Neben der Zen­tralbank kam im vergangenen Jahrzehnt der Steuerbehörde, die bis Anfang 2020 vom aktuell amtierenden Premierminister Michail Mischustin geleitet wurde, eine Schlüsselrolle zu. Mit zunehmender Digitalisierung des Steuerwesens wurde etwa der flächendeckende Mehrwertsteuerbetrug zu­rückgedrängt.

Zu viele Eintagsfirmen

Noch vor zehn Jahren hatte als Faustregel gegolten, dass zwei Drittel der jährlich gegründeten Unternehmen Eintagsfirmen waren. Ihre Zahl schrumpfte von 1,8 Millionen (2011) auf ein Sechstel bzw. 7,3% aller Firmen, wie das Wirtschaftsmedium The Bell in einer umfassenden Analyse schreibt. Der Druck der Behörden verteuerte die Dienstleistung: Hatte eine Eintagsfirma früher 2 bis 3% Kommission für eine Schattentransaktion genommen, so waren es später 15 bis 20%. Jewgeni Winogradow, Chef des auf die Aufdeckung von Schattentransaktionen spezialisierten Unternehmens „Crime Finance“, wirft im Gespräch mit The Bell ein, dass das Volumen der verborgenen Transaktionen zwar zurückging, aber nicht um ein Vielfaches, sondern um 10 bis 15%.

Die klassische Geldwäsche wird inzwischen vermehrt über Kryptowährungen abgewickelt, wie jüngst die Verurteilung des Russen Alexander Vinnik, dessen soll, zu fünf Jahren Haft in Paris zeigt. Seine illegale Krypto-Börse BTC-e soll 4 Mrd. Dollar gewaschen haben. International werden Russlands Bemühungen im Kampf gegen die Geldwäsche jedenfalls anerkannt.
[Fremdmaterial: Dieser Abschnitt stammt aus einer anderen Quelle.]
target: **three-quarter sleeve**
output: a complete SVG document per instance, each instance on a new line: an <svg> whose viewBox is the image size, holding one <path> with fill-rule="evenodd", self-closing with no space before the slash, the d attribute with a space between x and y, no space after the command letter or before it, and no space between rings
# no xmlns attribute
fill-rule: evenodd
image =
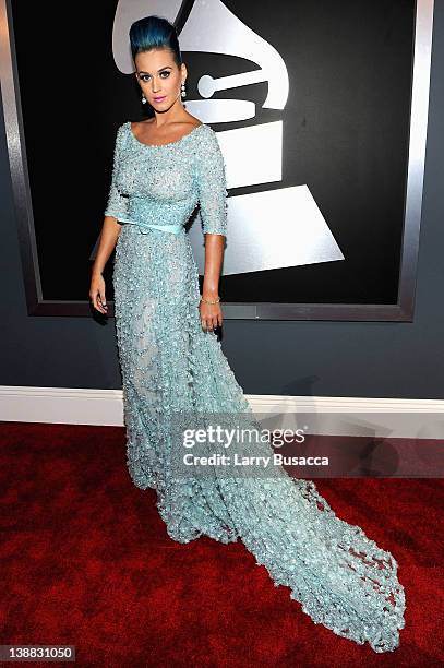
<svg viewBox="0 0 444 668"><path fill-rule="evenodd" d="M225 162L216 132L211 128L201 138L195 171L203 232L227 236Z"/></svg>
<svg viewBox="0 0 444 668"><path fill-rule="evenodd" d="M121 150L123 142L123 126L120 126L116 134L111 184L108 192L108 201L105 210L106 216L113 216L117 220L125 220L128 217L128 198L125 198L117 186L120 169Z"/></svg>

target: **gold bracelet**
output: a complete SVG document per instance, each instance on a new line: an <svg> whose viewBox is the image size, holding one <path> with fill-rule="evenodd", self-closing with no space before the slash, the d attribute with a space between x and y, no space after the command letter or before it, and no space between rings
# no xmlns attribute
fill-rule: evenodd
<svg viewBox="0 0 444 668"><path fill-rule="evenodd" d="M204 301L205 303L218 303L220 301L220 297L218 297L216 301L208 301L208 299L204 299L201 295L201 301Z"/></svg>

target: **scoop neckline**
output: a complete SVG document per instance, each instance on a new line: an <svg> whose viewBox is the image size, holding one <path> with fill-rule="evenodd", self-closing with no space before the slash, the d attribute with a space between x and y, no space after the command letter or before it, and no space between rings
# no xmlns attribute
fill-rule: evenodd
<svg viewBox="0 0 444 668"><path fill-rule="evenodd" d="M144 146L145 148L165 148L167 146L173 146L176 144L179 144L180 142L182 142L184 139L187 139L188 136L190 136L191 134L193 134L193 132L195 132L196 130L199 130L200 128L202 128L203 126L205 126L205 123L201 123L200 126L195 126L195 128L193 128L190 132L187 132L187 134L182 134L181 138L179 138L178 140L176 140L175 142L168 142L167 144L145 144L144 142L141 142L141 140L139 140L132 128L131 128L131 121L128 121L128 129L130 131L131 136L133 138L133 140L140 144L141 146Z"/></svg>

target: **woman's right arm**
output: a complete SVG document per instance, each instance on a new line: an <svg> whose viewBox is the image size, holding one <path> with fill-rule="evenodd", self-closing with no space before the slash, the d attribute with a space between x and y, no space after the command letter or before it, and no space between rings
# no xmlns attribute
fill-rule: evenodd
<svg viewBox="0 0 444 668"><path fill-rule="evenodd" d="M100 240L97 250L97 255L92 267L89 299L94 308L100 313L106 314L108 307L106 306L105 296L105 279L103 272L109 260L110 254L115 250L117 240L122 229L118 222L124 219L127 215L128 200L121 195L117 187L117 177L121 160L121 148L123 141L123 124L117 130L115 152L112 160L111 184L108 193L107 206L105 210L105 219L101 227Z"/></svg>
<svg viewBox="0 0 444 668"><path fill-rule="evenodd" d="M92 267L89 299L94 308L104 314L107 313L108 307L106 303L106 286L103 272L110 254L115 250L121 229L122 226L113 216L105 216L97 255Z"/></svg>

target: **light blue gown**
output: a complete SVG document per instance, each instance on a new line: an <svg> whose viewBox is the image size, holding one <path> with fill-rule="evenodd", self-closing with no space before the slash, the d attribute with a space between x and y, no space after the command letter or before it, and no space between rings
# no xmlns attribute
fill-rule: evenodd
<svg viewBox="0 0 444 668"><path fill-rule="evenodd" d="M405 624L398 564L338 518L312 481L281 466L268 478L235 477L216 465L205 476L175 475L172 415L195 415L197 425L199 414L251 414L254 424L216 334L201 326L199 273L184 227L197 204L203 231L226 236L225 164L214 130L203 123L154 146L122 123L105 215L122 224L113 287L131 478L156 489L173 540L240 538L315 623L374 652L393 651ZM250 454L273 451L262 443Z"/></svg>

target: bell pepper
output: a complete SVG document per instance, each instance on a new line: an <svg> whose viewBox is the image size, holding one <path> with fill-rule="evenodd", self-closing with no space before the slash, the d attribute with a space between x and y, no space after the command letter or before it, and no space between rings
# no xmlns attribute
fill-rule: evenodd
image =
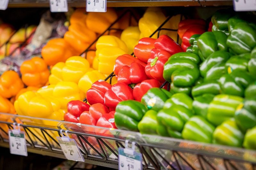
<svg viewBox="0 0 256 170"><path fill-rule="evenodd" d="M128 85L137 84L148 79L145 67L138 63L133 62L130 66L124 65L120 69L117 75L117 83Z"/></svg>
<svg viewBox="0 0 256 170"><path fill-rule="evenodd" d="M197 64L200 60L196 55L190 53L177 53L171 56L164 67L164 78L180 87L193 85L199 77Z"/></svg>
<svg viewBox="0 0 256 170"><path fill-rule="evenodd" d="M228 38L227 45L236 54L250 53L256 46L256 30L249 24L238 23Z"/></svg>
<svg viewBox="0 0 256 170"><path fill-rule="evenodd" d="M20 69L22 81L27 86L44 86L48 81L50 74L45 62L38 57L24 61Z"/></svg>
<svg viewBox="0 0 256 170"><path fill-rule="evenodd" d="M213 99L214 95L211 94L204 94L194 98L192 106L196 115L207 118L209 105Z"/></svg>
<svg viewBox="0 0 256 170"><path fill-rule="evenodd" d="M220 31L206 32L201 35L197 41L198 55L201 59L205 60L216 51L227 51L227 38L225 33Z"/></svg>
<svg viewBox="0 0 256 170"><path fill-rule="evenodd" d="M104 99L105 104L111 110L113 110L120 102L133 99L132 90L128 85L118 83L107 91Z"/></svg>
<svg viewBox="0 0 256 170"><path fill-rule="evenodd" d="M65 62L71 56L78 55L63 38L55 38L49 41L42 48L41 55L48 65L59 62Z"/></svg>
<svg viewBox="0 0 256 170"><path fill-rule="evenodd" d="M194 116L187 122L181 133L185 139L211 143L214 126L203 117Z"/></svg>
<svg viewBox="0 0 256 170"><path fill-rule="evenodd" d="M193 115L192 111L180 105L173 105L169 108L160 110L156 116L159 124L157 133L161 136L181 138L184 125Z"/></svg>
<svg viewBox="0 0 256 170"><path fill-rule="evenodd" d="M248 130L244 136L243 145L246 149L256 149L256 126Z"/></svg>
<svg viewBox="0 0 256 170"><path fill-rule="evenodd" d="M94 83L99 80L104 80L106 78L106 76L97 70L88 71L79 80L78 84L78 87L82 91L86 93Z"/></svg>
<svg viewBox="0 0 256 170"><path fill-rule="evenodd" d="M56 85L60 81L63 81L62 78L62 69L65 66L65 63L59 62L54 65L51 70L51 75L49 76L49 83Z"/></svg>
<svg viewBox="0 0 256 170"><path fill-rule="evenodd" d="M142 134L156 135L157 112L153 110L148 111L138 123L138 129Z"/></svg>
<svg viewBox="0 0 256 170"><path fill-rule="evenodd" d="M111 85L104 81L100 80L95 82L86 93L87 101L91 105L97 103L104 104L105 93L112 86Z"/></svg>
<svg viewBox="0 0 256 170"><path fill-rule="evenodd" d="M119 56L116 60L116 64L114 66L114 74L116 75L118 75L118 72L122 67L124 65L130 67L131 64L134 62L139 63L144 67L146 65L146 63L138 58L129 54L124 54Z"/></svg>
<svg viewBox="0 0 256 170"><path fill-rule="evenodd" d="M236 107L243 102L241 97L227 94L216 96L210 103L207 119L216 126L233 117Z"/></svg>
<svg viewBox="0 0 256 170"><path fill-rule="evenodd" d="M171 98L167 100L164 105L164 109L168 109L173 106L181 106L191 111L193 111L192 103L193 100L187 94L179 93L173 94Z"/></svg>
<svg viewBox="0 0 256 170"><path fill-rule="evenodd" d="M155 47L156 39L151 38L143 38L139 40L138 44L134 47L135 56L141 61L147 63L151 56L151 50Z"/></svg>
<svg viewBox="0 0 256 170"><path fill-rule="evenodd" d="M133 48L138 43L140 34L140 31L137 26L129 26L122 32L120 38L127 46L129 54L133 52Z"/></svg>
<svg viewBox="0 0 256 170"><path fill-rule="evenodd" d="M148 109L158 111L164 108L164 103L172 95L166 90L153 88L149 90L142 97L141 103Z"/></svg>
<svg viewBox="0 0 256 170"><path fill-rule="evenodd" d="M236 108L236 123L243 132L256 126L256 99L255 97L245 99L243 103Z"/></svg>
<svg viewBox="0 0 256 170"><path fill-rule="evenodd" d="M213 135L214 144L241 147L244 134L234 119L227 120L216 128Z"/></svg>
<svg viewBox="0 0 256 170"><path fill-rule="evenodd" d="M149 90L153 87L159 87L161 84L156 79L146 80L137 84L134 87L132 92L134 99L140 101L143 95Z"/></svg>
<svg viewBox="0 0 256 170"><path fill-rule="evenodd" d="M90 29L98 33L105 31L117 19L117 15L113 8L107 8L106 12L89 12L86 18L86 25ZM118 28L118 23L111 28Z"/></svg>
<svg viewBox="0 0 256 170"><path fill-rule="evenodd" d="M0 77L0 95L3 97L15 96L24 87L19 74L14 71L5 71Z"/></svg>
<svg viewBox="0 0 256 170"><path fill-rule="evenodd" d="M138 101L121 101L116 109L116 126L120 129L138 131L138 124L147 110L145 106Z"/></svg>
<svg viewBox="0 0 256 170"><path fill-rule="evenodd" d="M79 80L87 72L91 71L89 62L80 56L73 56L68 59L62 69L63 80L77 84Z"/></svg>
<svg viewBox="0 0 256 170"><path fill-rule="evenodd" d="M116 59L126 54L127 47L124 42L113 35L104 35L96 43L96 56L99 60L98 70L104 74L110 74L113 70Z"/></svg>

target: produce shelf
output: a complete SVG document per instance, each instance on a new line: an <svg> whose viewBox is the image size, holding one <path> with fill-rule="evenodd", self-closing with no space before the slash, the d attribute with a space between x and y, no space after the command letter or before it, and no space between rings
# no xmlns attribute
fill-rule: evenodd
<svg viewBox="0 0 256 170"><path fill-rule="evenodd" d="M0 146L9 147L9 129L20 123L29 152L65 158L56 137L68 130L86 163L117 169L118 148L135 142L145 169L256 169L256 151L50 119L1 113Z"/></svg>

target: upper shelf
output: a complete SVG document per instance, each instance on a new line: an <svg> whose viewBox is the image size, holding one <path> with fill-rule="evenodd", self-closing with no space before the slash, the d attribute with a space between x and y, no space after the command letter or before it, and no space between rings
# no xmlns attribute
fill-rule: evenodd
<svg viewBox="0 0 256 170"><path fill-rule="evenodd" d="M68 0L70 7L84 7L84 0ZM108 0L107 6L189 6L232 5L230 0ZM47 0L10 0L8 7L48 7Z"/></svg>

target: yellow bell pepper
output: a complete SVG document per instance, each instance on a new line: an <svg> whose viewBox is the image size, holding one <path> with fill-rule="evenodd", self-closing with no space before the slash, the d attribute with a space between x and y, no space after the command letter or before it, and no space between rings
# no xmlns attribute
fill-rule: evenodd
<svg viewBox="0 0 256 170"><path fill-rule="evenodd" d="M129 26L124 30L121 34L121 40L127 46L128 54L133 52L133 48L140 40L140 31L138 26Z"/></svg>
<svg viewBox="0 0 256 170"><path fill-rule="evenodd" d="M99 60L99 65L94 68L98 67L100 72L106 74L113 71L116 58L128 52L125 44L113 35L100 37L96 43L96 49L95 60Z"/></svg>
<svg viewBox="0 0 256 170"><path fill-rule="evenodd" d="M65 66L65 63L59 62L52 67L51 70L51 74L49 76L49 83L51 85L56 85L60 81L62 81L61 72L62 69Z"/></svg>

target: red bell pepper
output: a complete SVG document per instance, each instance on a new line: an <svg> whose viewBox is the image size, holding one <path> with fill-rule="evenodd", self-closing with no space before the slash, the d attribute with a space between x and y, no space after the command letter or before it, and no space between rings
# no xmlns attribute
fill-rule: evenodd
<svg viewBox="0 0 256 170"><path fill-rule="evenodd" d="M155 41L156 39L151 38L140 39L134 48L133 52L135 56L141 61L147 63L150 57L151 50L154 48Z"/></svg>
<svg viewBox="0 0 256 170"><path fill-rule="evenodd" d="M116 60L116 64L114 66L114 73L117 75L122 67L124 65L130 66L131 64L134 62L140 63L144 67L146 65L145 63L129 54L124 54L119 56Z"/></svg>
<svg viewBox="0 0 256 170"><path fill-rule="evenodd" d="M161 83L156 79L144 80L135 86L133 90L133 97L139 101L141 100L142 97L150 89L153 87L159 87Z"/></svg>
<svg viewBox="0 0 256 170"><path fill-rule="evenodd" d="M128 85L132 83L137 84L148 78L145 68L140 64L134 62L130 67L124 65L120 69L117 76L117 83Z"/></svg>
<svg viewBox="0 0 256 170"><path fill-rule="evenodd" d="M100 80L94 82L86 93L87 101L90 105L99 103L104 104L104 96L112 85L107 82Z"/></svg>
<svg viewBox="0 0 256 170"><path fill-rule="evenodd" d="M133 99L132 90L126 84L118 83L106 92L104 98L106 106L110 110L114 110L120 102Z"/></svg>

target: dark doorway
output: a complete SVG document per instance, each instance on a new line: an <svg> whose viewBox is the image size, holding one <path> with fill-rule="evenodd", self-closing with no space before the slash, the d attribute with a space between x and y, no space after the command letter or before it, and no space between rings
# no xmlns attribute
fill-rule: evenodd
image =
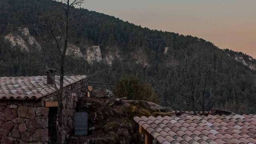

„Anstrengungen verstärken“

Bei ihrer letzten Prüfung im De­zember 2019 hat die FATF (Financial Action Task Force zur Bekämpfung von Geldwäsche, Terrorismus- und Proliferationsfinanzierung) Russland bescheinigt, recht effiziente Maßnahmen ergriffen zu haben. Russland habe zwar ein tiefgreifendes Verständnis für die Risiken aus der Geldwäsche und der Terrorismusfinanzierung entwickelt, heißt es in dem Bericht. Das Land verfüge über Gesetze und habe Maßnahmen ergriffen, um diese Risiken zu bewältigen. Doch sollte Russland seine Überwachungsanstrengungen verstärken und sich auf die Verfolgung insbesondere ausländischer komplexer Geldwäschefälle konzentrieren, empfiehlt die FATF. 2000 wurde das Land noch auf der schwarzen Liste der FATF geführt, 2003 wurde Russland dann Mitglied der Organisation.

Bei der jüngsten FATF-Prüfung erzielte Russland mit 5,51 Punkten die bislang beste Bewertung im einschlägigen AML-Index (Risiko für Geldwäsche und Terrorismusfinanzierung) der Schweizer NGO „Basel Institute on Governance“. Unter den 141 untersuchten Ländern, die von Estland mit 2,36 Punkten angeführt sind, bleibt Russland freilich in der Gruppe mit mittlerem Risiko.

In Russland sind die Gesetze zwar tadellos, ihre Umsetzung ist aber mangelhaft, wie Schumanow erklärt. Das müsse sich gar nicht in mangelnder Aktivität ausdrücken, sondern könne auch als Hyperaktivität daherkommen. Seit die Banken 2012 verpflichtet wurden, verdächtige Finanzoperationen an das Amt für Finanzmonitoring zu melden, wird es von Mitteilungen überflutet. Laut russischen Medien führte die Zentralbank deshalb im Herbst 2019 an die 750000 juristische und physische Personen auf ihrer schwarzen Liste. Das hat zwei Effekte. Erstens sind diejenigen, die zu Unrecht oder aufgrund einer Lappalie auf der Liste gelandet waren, wirtschaftlich blockiert und kommen nur schwer von der Liste herunter. Deshalb hat sogar Zentralbankpräsidentin Nabiullina zwischendurch eingestanden, zu hart vorgegangen zu sein.

Zweitens führt die hohe Zahl an Einträgen auf der schwarzen Liste dazu, dass die problematischen Fälle, zumal wenn sie in höhere Kreise hineinragen, nicht genug verfolgt werden, weil der Regulator überlastet ist, wie Schumanow von Transparency International sagt.